Ingredients
1 1/2 cup all-purpose flour (spooned & leveled)
1 tsp. baking powder
1 tsp. baking soda
1/2 tsp. salt
1 tsp. ground cinnamon
1/4 tsp. ground nutmeg
1 1/2 cup mashed bananas
6 tbsp. unsalted butter (melted)
2/3 cup packed light or dark brown sugar
1 large egg (at room temperature)
1 tsp. pure vanilla extract
30 ml milk
1 cup chopped walnuts, pecans, or chocolate chips
Directions
- 1
Preheat oven to 425°F (218°C). Spray a 12-count muffin pan with nonstick spray or use cupcake liners.
- 2
Whisk the flour, baking powder, baking soda, salt, cinnamon, and nutmeg together in a medium bowl. Set aside.
- 3
Mash the bananas.

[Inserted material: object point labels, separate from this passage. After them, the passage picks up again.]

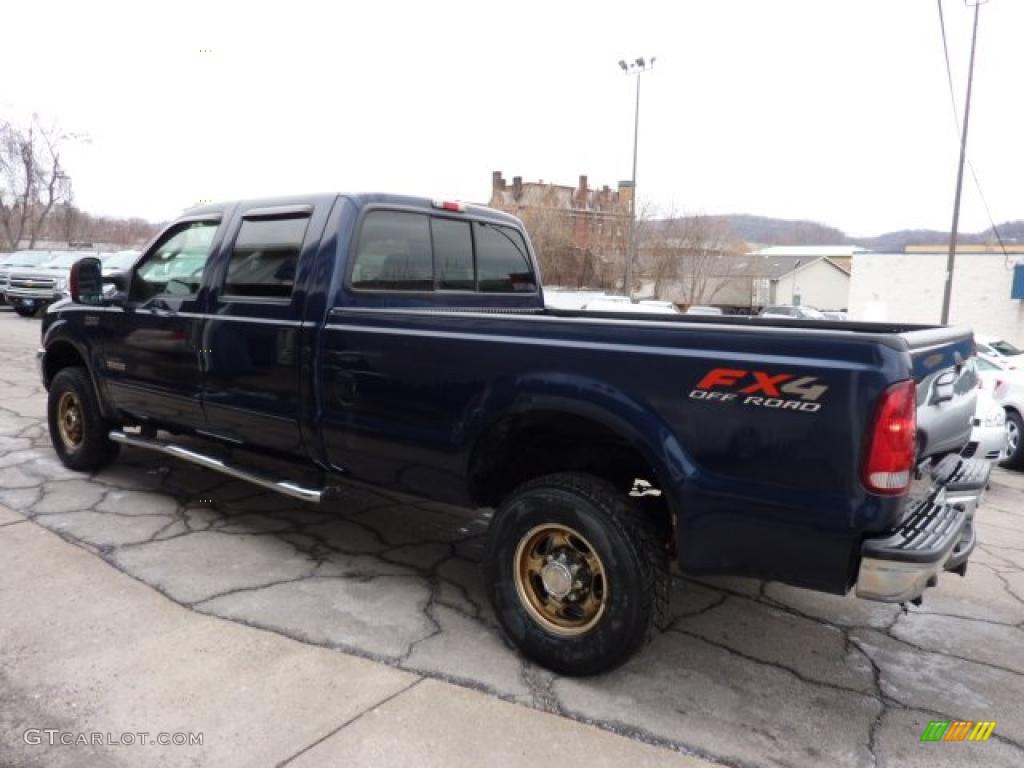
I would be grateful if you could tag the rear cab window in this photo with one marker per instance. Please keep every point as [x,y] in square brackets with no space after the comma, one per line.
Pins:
[407,251]
[265,256]
[174,266]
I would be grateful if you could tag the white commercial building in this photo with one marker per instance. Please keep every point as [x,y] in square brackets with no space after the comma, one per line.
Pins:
[908,287]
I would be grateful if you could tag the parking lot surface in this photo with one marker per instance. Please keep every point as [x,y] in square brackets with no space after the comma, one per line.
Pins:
[748,673]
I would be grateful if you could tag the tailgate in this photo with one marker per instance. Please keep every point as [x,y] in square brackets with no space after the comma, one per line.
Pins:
[946,387]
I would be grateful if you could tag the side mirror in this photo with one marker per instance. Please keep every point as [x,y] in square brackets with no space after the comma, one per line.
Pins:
[116,287]
[86,282]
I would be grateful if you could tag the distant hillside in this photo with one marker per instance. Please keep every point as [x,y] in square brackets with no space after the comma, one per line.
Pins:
[782,231]
[772,231]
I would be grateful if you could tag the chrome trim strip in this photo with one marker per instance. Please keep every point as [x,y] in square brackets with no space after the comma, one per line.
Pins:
[577,344]
[282,486]
[538,314]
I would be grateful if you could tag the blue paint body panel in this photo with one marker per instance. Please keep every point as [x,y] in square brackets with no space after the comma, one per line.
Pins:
[398,389]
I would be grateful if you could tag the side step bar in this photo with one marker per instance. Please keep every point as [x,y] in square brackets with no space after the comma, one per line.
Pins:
[282,486]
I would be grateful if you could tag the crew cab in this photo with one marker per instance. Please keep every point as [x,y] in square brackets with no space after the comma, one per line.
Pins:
[404,343]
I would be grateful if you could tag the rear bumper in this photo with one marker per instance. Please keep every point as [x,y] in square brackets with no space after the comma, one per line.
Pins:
[937,536]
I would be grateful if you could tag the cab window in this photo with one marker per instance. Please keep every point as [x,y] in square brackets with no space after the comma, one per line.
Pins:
[394,253]
[174,266]
[264,257]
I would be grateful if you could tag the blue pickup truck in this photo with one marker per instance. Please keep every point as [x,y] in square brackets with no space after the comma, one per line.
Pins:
[404,343]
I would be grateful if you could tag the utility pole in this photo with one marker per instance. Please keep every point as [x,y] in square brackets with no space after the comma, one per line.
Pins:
[638,67]
[951,257]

On medium speed, beat or whisk in the melted butter, brown sugar, egg, vanilla extract, and milk.
- 4
Pour the dry ingredients into the wet ingredients, then beat or whisk until combined.
- 5
If adding nuts or chocolate chips, fold them in now.
- 6
Spoon the batter into liners, filling them all the way to the top.
- 7
Bake for 5 minutes at 425°F, then, keeping the muffins in the oven, reduce the oven temperature to 350°F (177°C). Bake for an additional 16–18 minutes or until a toothpick inserted in the center comes out clean.
- 8
Allow the muffins to cool for 5 minutes in the muffin pan, then transfer to a wire cooling rack to continue cooling.